I've searched here, Google, Wikipedia, etc. without luck. I would have read this book after about 2004 but probably more than 5 years ago.
As best I recall the book has a near-future setting, but most people wear augmented-reality goggles as part of their daily life. If you travel through a city, you can see advertising overlaid on blank walls that's published to everyone, but you can also subscribe to specific channels of overlays; how the city appeared in a specific era, for example, or how it was represented in a famous game/movie. Some people publish AR travelogues, marking up reality for other people to view. There is also widespread use of 3D printing technology, something of a maker culture.
The protagonists are recruited/instructed to recover some MacGuffin - something dangerous in the wrong hands, like a bottle of radioisotopes or the like. I think this takes place somewhere in the western US.

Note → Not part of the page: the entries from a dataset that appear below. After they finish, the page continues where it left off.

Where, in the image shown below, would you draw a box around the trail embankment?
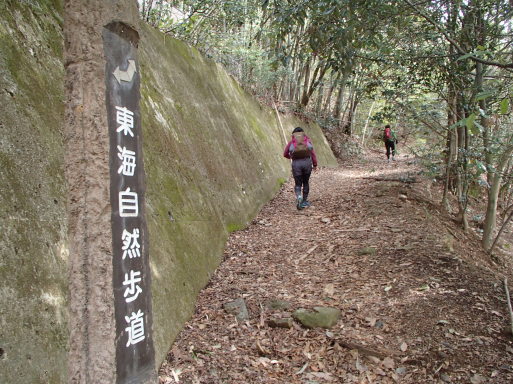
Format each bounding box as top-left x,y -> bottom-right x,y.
160,156 -> 513,384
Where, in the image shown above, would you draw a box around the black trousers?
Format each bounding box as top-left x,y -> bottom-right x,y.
292,157 -> 313,201
385,140 -> 395,159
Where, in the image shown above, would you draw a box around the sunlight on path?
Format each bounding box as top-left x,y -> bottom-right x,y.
160,153 -> 513,384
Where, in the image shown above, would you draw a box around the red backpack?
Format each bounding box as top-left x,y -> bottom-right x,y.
291,132 -> 311,160
383,128 -> 392,141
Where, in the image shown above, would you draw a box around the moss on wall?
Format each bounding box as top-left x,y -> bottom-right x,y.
0,0 -> 336,383
140,27 -> 336,361
0,1 -> 68,383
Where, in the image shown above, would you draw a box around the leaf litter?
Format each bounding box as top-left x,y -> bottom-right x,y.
159,155 -> 513,384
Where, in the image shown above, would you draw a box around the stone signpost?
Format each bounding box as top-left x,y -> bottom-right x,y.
65,0 -> 156,384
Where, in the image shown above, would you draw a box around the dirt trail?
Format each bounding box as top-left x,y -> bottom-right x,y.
160,156 -> 513,384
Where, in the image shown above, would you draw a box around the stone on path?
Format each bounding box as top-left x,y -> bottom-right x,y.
292,307 -> 340,328
358,247 -> 376,256
267,317 -> 293,328
223,298 -> 249,321
266,299 -> 290,309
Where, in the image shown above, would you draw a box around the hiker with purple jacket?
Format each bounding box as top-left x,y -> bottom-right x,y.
283,127 -> 317,209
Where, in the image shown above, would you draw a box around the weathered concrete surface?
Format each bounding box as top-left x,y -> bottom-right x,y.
0,0 -> 68,384
139,27 -> 336,361
0,0 -> 335,383
64,0 -> 143,384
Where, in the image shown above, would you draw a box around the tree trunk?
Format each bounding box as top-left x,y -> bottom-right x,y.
482,139 -> 513,251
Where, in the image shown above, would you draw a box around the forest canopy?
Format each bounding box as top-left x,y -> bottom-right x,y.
139,0 -> 513,250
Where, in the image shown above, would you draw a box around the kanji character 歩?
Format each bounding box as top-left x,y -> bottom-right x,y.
123,270 -> 142,303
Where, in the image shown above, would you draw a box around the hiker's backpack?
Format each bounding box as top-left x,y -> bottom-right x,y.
383,128 -> 392,141
290,132 -> 312,159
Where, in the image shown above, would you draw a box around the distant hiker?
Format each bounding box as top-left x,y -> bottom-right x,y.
283,127 -> 317,209
383,124 -> 398,161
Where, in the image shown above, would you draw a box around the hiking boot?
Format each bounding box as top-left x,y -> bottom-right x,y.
296,195 -> 304,209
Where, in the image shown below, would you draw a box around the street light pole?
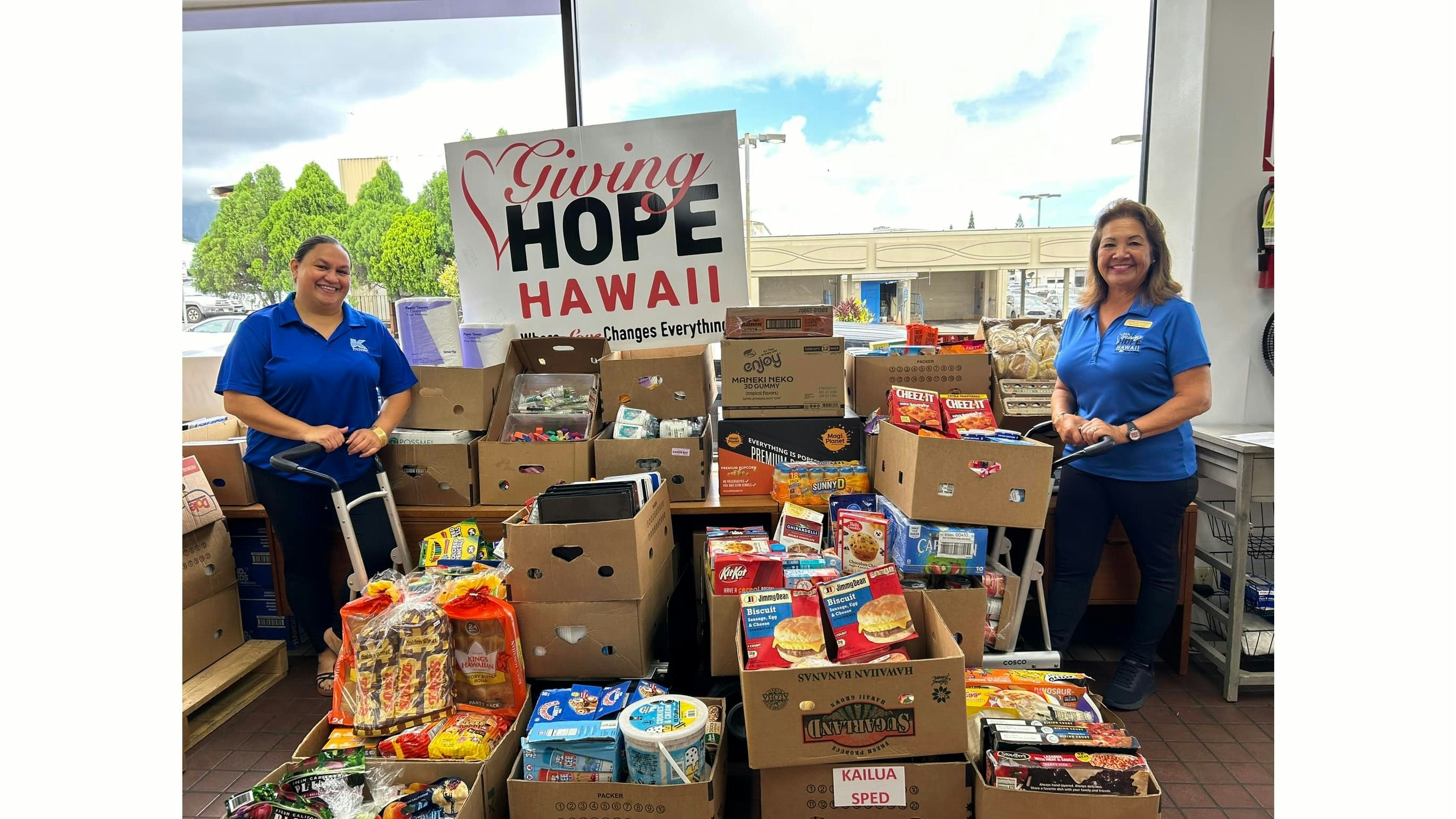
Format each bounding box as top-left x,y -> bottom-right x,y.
1019,194 -> 1061,227
738,134 -> 785,303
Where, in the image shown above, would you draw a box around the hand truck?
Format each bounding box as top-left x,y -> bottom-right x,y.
268,443 -> 409,599
982,421 -> 1117,669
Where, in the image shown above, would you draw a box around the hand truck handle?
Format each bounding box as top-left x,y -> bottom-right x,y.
268,443 -> 339,491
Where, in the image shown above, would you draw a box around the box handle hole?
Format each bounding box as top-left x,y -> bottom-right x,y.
550,547 -> 584,563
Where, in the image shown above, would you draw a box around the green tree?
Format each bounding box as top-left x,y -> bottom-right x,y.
373,210 -> 444,302
440,259 -> 460,299
411,167 -> 454,259
339,162 -> 409,280
249,162 -> 349,302
188,165 -> 284,293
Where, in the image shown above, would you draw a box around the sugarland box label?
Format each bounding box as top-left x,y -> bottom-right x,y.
801,695 -> 914,756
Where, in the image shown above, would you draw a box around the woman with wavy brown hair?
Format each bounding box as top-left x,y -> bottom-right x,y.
1047,199 -> 1213,710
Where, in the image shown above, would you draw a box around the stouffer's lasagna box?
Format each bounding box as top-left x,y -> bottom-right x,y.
735,585 -> 970,769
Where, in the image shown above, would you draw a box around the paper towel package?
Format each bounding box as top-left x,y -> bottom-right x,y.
460,322 -> 517,370
395,296 -> 463,367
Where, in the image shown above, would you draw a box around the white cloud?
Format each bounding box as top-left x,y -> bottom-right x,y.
185,0 -> 1147,235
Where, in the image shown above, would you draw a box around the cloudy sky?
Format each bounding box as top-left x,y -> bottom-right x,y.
182,0 -> 1147,235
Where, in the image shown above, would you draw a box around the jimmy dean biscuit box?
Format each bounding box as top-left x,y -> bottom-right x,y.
738,589 -> 827,670
818,564 -> 916,662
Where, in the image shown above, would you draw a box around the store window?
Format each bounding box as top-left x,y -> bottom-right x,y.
182,9 -> 566,311
578,0 -> 1149,326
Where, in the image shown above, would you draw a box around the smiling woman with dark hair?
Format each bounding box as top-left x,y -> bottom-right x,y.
1047,199 -> 1213,710
217,236 -> 416,695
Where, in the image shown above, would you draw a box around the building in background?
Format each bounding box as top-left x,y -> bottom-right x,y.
339,156 -> 387,205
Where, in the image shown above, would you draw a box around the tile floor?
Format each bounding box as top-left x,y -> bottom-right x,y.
182,646 -> 1274,819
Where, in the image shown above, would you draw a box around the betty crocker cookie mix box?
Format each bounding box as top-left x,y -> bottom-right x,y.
818,564 -> 916,662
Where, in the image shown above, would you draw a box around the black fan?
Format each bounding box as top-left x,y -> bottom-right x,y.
1262,314 -> 1274,376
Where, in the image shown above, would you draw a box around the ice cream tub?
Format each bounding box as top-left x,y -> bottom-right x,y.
617,694 -> 707,785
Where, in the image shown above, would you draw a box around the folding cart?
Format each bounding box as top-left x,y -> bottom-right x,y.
268,443 -> 409,599
982,421 -> 1115,669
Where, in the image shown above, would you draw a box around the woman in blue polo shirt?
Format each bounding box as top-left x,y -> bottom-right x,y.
217,236 -> 416,695
1047,199 -> 1213,710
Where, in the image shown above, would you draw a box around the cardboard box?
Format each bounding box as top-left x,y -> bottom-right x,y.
379,440 -> 480,505
722,336 -> 844,418
182,584 -> 243,682
920,589 -> 986,659
844,352 -> 992,417
505,478 -> 673,604
399,364 -> 504,430
250,753 -> 495,819
968,759 -> 1163,819
182,417 -> 258,505
759,756 -> 972,819
506,696 -> 728,819
735,589 -> 968,771
516,551 -> 672,679
476,336 -> 612,505
591,424 -> 713,501
182,520 -> 237,609
601,344 -> 718,421
182,356 -> 227,423
872,424 -> 1053,529
718,411 -> 862,495
182,455 -> 223,535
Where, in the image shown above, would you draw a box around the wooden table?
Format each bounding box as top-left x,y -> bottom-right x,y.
1041,495 -> 1198,675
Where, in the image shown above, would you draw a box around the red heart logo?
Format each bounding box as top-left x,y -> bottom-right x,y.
460,143 -> 530,270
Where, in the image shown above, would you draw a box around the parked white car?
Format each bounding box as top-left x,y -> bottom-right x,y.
182,316 -> 247,356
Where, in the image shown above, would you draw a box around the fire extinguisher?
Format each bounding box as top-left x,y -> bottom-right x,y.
1257,179 -> 1274,288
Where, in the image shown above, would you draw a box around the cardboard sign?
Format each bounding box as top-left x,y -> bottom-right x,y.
446,111 -> 749,350
834,765 -> 906,807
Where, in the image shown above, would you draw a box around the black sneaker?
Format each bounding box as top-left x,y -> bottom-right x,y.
1102,657 -> 1153,711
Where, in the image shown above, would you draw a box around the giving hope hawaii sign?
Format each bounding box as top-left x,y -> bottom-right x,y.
446,111 -> 749,350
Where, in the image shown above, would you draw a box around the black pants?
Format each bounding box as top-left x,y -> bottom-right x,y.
247,465 -> 395,653
1047,467 -> 1198,664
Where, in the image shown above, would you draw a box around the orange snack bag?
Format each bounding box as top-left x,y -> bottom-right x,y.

As they chase leads, they discover that hidden in the real world, there are hidden economies. You need to have correctly-programmed goggles even to see them; the economies function using various game-type economic/social systems and perpetuate themselves by printing their own goggles to control access. This part of the novel takes place in the EU, I think.
The protagonists eventually manage to track their target to a ship (I recall it being in the North Atlantic) and there's a fight which ends with them tossing the MacGuffin into the ocean.
I'd like to re-read this book, since I'm very interested in how the hidden economies/secret societies worked. If I'm not conflating a completely different story, there was even a secret society that functioned by passing around copies of a book, and rigorously following the instructions in that book. (The implication was that the book itself was somehow an intelligent agent processing itself by means of its followers.)